Now we run inference with the fine-tuned model just saved:



In [ ]:

    
eval_examples = run_squad.read_squad_examples(
        input_file=predict_file, is_training=False)

eval_writer = run_squad.FeatureWriter(
    filename=os.path.join(output_dir, "eval.tf_record"),
    is_training=False)

eval_features = []
def append_feature(feature):
    eval_features.append(feature)
    eval_writer.process_feature(feature)


# Loads a data file into a list of InputBatch's
run_squad.convert_examples_to_features(
    examples=eval_examples,
    tokenizer=tokenizer,
    max_seq_length=max_seq_length,
    doc_stride=doc_stride,
    max_query_length=max_query_length,
    is_training=False,
    output_fn=append_feature)

eval_writer.close()

tf.logging.info("***** Running predictions *****")
tf.logging.info("  Num orig examples = %d", len(eval_examples))
tf.logging.info("  Num split examples = %d", len(eval_features))
tf.logging.info("  Batch size = %d", predict_batch_size)

predict_input_fn = run_squad.input_fn_builder(
    input_file=eval_writer.filename,
    batch_size=predict_batch_size,
    seq_length=max_seq_length,
    is_training=False,
    drop_remainder=False)

all_results = []
eval_hooks = [run_squad.LogEvalRunHook(predict_batch_size)]
eval_start_time = time.time()
for result in estimator.predict(
        predict_input_fn, yield_single_examples=True, hooks=eval_hooks, checkpoint_path=None):
    unique_id = int(result["unique_ids"])
    start_logits = [float(x) for x in result["start_logits"].flat]
    end_logits = [float(x) for x in result["end_logits"].flat]
    all_results.append(
      run_squad.RawResult(
          unique_id=unique_id,
          start_logits=start_logits,
          end_logits=end_logits))

eval_time_elapsed = time.time() - eval_start_time
eval_time_wo_startup = eval_hooks[-1].total_time
num_sentences = eval_hooks[-1].count * predict_batch_size
avg_sentences_per_second = num_sentences * 1.0 / eval_time_wo_startup

tf.logging.info("-----------------------------")
tf.logging.info("Total Inference Time = %0.2f Inference Time W/O start up overhead = %0.2f "
                "Sentences processed = %d", eval_time_elapsed, eval_time_wo_startup,
                num_sentences)
tf.logging.info("Inference Performance = %0.4f sentences/sec", avg_sentences_per_second)
tf.logging.info("-----------------------------")

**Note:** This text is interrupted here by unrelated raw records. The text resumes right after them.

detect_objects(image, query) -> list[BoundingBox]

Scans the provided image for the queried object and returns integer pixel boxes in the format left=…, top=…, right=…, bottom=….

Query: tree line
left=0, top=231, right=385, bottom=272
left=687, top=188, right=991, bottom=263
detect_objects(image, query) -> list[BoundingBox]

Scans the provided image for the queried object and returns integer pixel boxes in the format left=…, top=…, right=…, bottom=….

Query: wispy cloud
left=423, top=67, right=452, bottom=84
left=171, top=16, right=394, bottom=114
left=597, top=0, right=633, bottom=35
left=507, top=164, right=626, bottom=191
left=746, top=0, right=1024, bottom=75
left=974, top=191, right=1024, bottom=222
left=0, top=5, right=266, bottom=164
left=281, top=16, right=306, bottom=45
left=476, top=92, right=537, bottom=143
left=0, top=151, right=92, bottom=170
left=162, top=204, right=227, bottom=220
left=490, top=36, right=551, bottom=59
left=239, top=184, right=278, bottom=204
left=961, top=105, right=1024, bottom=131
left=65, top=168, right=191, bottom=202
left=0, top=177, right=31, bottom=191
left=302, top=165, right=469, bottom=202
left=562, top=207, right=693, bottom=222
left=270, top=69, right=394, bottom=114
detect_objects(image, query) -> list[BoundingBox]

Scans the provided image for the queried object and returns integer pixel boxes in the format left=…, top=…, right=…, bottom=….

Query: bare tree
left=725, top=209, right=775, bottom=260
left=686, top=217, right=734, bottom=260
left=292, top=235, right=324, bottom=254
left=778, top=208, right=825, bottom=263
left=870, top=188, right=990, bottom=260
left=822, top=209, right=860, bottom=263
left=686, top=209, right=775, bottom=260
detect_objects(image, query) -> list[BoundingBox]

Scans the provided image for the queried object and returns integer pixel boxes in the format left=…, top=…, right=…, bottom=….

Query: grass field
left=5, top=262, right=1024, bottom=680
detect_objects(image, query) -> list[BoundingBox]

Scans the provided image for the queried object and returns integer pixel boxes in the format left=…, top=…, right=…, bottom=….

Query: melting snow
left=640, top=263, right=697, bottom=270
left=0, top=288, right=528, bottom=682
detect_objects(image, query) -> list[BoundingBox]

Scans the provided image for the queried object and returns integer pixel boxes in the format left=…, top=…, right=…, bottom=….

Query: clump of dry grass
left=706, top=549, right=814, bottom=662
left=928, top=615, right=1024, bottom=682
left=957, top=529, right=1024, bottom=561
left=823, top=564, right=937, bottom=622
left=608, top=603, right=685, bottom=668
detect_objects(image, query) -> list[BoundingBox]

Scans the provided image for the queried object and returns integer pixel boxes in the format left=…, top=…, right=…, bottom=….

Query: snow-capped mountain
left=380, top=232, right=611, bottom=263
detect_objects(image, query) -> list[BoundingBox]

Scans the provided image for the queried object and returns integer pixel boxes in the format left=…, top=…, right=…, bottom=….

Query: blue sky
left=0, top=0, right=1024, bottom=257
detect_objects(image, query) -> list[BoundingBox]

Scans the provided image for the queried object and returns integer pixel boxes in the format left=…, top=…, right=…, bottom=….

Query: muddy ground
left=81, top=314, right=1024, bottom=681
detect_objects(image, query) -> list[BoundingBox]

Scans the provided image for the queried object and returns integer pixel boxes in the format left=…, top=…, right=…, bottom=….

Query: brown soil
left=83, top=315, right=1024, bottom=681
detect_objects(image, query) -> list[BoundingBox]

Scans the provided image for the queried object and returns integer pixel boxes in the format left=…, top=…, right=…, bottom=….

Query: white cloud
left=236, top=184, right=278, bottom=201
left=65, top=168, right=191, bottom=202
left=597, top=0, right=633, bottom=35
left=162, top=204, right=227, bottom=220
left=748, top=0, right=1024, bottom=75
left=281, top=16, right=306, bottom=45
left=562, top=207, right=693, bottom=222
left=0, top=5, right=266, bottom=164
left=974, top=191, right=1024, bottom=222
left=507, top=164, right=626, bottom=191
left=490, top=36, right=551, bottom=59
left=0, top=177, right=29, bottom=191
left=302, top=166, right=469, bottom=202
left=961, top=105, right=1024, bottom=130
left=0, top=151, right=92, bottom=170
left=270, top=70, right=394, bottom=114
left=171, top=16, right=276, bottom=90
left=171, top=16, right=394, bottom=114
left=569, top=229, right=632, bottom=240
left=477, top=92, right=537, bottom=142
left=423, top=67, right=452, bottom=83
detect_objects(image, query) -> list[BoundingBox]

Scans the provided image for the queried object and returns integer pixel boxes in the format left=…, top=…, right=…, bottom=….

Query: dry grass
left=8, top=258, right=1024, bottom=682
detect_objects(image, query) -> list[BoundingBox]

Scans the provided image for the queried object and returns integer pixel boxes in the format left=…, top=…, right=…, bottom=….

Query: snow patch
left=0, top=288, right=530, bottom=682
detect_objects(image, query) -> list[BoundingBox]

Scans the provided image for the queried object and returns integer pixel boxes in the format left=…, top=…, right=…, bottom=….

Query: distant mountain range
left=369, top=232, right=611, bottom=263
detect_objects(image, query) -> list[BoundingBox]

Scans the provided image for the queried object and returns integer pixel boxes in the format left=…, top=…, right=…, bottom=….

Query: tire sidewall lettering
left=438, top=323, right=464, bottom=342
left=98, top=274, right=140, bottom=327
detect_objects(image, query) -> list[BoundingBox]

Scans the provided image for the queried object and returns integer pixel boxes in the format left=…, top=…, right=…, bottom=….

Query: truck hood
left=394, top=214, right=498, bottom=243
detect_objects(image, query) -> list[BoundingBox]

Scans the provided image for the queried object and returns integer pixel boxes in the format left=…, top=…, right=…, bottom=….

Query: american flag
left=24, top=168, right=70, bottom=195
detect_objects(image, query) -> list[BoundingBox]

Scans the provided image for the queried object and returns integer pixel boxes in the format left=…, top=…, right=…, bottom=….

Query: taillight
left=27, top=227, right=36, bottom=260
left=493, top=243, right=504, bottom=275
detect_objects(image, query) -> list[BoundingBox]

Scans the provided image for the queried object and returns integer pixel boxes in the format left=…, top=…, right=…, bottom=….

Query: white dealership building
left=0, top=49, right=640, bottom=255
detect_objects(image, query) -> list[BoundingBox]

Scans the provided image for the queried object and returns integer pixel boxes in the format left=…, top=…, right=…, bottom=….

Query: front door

output_prediction_file = os.path.join(output_dir, "predictions.json")
output_nbest_file = os.path.join(output_dir, "nbest_predictions.json")
output_null_log_odds_file = os.path.join(output_dir, "null_odds.json")

run_squad.write_predictions(eval_examples, eval_features, all_results,
                  n_best_size, max_answer_length,
                  do_lower_case, output_prediction_file,
                  output_nbest_file, output_null_log_odds_file)

tf.logging.info("Inference Results:")

# Here we show only the prediction results, nbest prediction is also available in the output directory
results = ""
with open(output_prediction_file, 'r') as json_file:
    data = json.load(json_file)
    for question in eval_examples:
        results += "<tr><td>{}</td><td>{}</td><td>{}</td></tr>".format(question.qas_id, question.question_text, data[question.qas_id])


from IPython.display import display, HTML
display(HTML("<table><tr><th>Id</th><th>Question</th><th>Answer</th></tr>{}</table>".format(results)))

5.b Evaluation

Let's run evaluation using the script in the SQuaD1.1 folder and our fine-tuned model:



In [ ]:

    
!python /workspace/bert/data/download/squad/v1.1/evaluate-v1.1.py \
    $predict_file \
    $output_dir/predictions.json

6. What's next

Now that you have fine-tuned a BERT model you may want to take a look ad the run_squad script which containd more options for fine-tuning.